Come to think of it, Hadley was probably the best person to talk to about this. Trouble was, I didn’t actually want to tell her about Josh. Hadley and I hadn’t been close as kids—she was always off running this student organization or doing that honors project, and then she graduated from high school early and took off for Yale, and that was that. I hadn’t needed her back then. But as adults, we’d come to realize that being raised by the same parents at the same time was like being the last few to speak a dying language. Admittedly, Hadley and I were more alike than we were different, whereas Piper was, quite frankly, unlike anyone I’d ever met. Really, Hadley was my closest friend these days.

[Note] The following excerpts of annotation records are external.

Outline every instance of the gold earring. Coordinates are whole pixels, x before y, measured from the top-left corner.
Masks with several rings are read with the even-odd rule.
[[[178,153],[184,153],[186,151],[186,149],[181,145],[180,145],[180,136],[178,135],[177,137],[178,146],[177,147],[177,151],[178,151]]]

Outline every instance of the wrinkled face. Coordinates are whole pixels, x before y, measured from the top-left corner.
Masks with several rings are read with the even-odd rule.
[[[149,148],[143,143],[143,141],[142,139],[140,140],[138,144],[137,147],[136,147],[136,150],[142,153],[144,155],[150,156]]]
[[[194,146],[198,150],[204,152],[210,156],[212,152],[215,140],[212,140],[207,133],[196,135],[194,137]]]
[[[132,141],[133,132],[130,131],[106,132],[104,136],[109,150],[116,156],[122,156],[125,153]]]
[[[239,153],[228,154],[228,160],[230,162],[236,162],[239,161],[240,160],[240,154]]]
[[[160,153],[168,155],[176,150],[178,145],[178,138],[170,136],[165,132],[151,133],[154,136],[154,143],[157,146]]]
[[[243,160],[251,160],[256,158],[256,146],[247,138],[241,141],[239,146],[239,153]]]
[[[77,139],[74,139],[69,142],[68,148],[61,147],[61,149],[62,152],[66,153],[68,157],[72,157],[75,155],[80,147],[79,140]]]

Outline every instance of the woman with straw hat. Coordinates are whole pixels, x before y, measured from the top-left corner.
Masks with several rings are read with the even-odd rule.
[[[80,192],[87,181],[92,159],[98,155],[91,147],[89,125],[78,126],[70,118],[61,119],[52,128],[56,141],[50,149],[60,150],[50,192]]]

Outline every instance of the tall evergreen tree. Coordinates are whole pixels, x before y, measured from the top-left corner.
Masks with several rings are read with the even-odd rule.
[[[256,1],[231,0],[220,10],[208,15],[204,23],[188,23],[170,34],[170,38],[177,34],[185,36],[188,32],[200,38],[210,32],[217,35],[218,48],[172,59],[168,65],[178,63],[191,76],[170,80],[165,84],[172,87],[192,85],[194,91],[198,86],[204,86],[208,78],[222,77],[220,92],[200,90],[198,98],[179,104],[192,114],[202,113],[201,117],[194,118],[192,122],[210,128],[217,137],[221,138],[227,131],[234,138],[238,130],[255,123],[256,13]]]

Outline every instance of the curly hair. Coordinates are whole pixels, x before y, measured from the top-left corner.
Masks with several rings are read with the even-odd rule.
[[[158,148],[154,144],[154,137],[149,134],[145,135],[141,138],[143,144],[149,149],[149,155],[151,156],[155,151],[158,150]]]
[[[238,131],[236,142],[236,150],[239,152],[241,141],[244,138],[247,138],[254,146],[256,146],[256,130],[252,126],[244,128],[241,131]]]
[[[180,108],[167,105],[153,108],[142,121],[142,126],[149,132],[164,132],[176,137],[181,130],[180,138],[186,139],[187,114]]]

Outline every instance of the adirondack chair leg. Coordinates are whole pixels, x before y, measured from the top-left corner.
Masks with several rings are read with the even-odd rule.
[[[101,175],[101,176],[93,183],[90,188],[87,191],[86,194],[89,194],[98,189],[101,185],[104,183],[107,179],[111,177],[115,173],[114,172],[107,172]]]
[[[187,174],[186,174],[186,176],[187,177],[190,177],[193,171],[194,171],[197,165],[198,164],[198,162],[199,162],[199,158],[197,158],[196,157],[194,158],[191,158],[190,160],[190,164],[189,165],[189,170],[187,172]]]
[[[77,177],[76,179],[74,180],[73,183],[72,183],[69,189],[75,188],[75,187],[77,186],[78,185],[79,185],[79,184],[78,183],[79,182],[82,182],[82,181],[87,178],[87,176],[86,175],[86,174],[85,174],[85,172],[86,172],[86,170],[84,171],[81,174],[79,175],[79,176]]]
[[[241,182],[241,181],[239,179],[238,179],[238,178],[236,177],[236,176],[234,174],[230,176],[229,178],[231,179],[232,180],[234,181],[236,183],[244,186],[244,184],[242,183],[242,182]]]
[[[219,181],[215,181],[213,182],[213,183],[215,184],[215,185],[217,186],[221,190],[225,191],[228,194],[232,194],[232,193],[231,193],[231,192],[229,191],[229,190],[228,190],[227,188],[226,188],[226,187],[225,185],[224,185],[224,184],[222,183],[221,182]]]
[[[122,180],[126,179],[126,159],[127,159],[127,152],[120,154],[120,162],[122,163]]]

Yet she was nonetheless my sister—and a sister said things that most friends would not. The minute I admitted what I’d done, she was going to list all the reasons I was a fool. Worse, I wouldn’t be able to tell her the truth about why I’d made that decision, because either she or Piper would call Josh and tell him that this was about me wanting to start a family immediately, and he would then acquiesce to impregnating me out of obligation. How odd that the thing I’d spent years longing for was now the very one I was trying to avoid.

I’d just put my phone on silent when Hadley’s name appeared on the screen again. My sisters and I had a rule: if it was important, we’d call twice. I sighed and picked up. “Hey, Had. What’s wrong?”

“You tell me,” she said.

I hated when she did that—pulled out her freaky psychic ability to just know when something was upsetting me. She’d probably sensed a disturbance in the force the moment I dropped a grenade on my marriage last night and had been waiting for me to muster the courage to tell her about it.

“You’re the one who called twice,” I pointed out.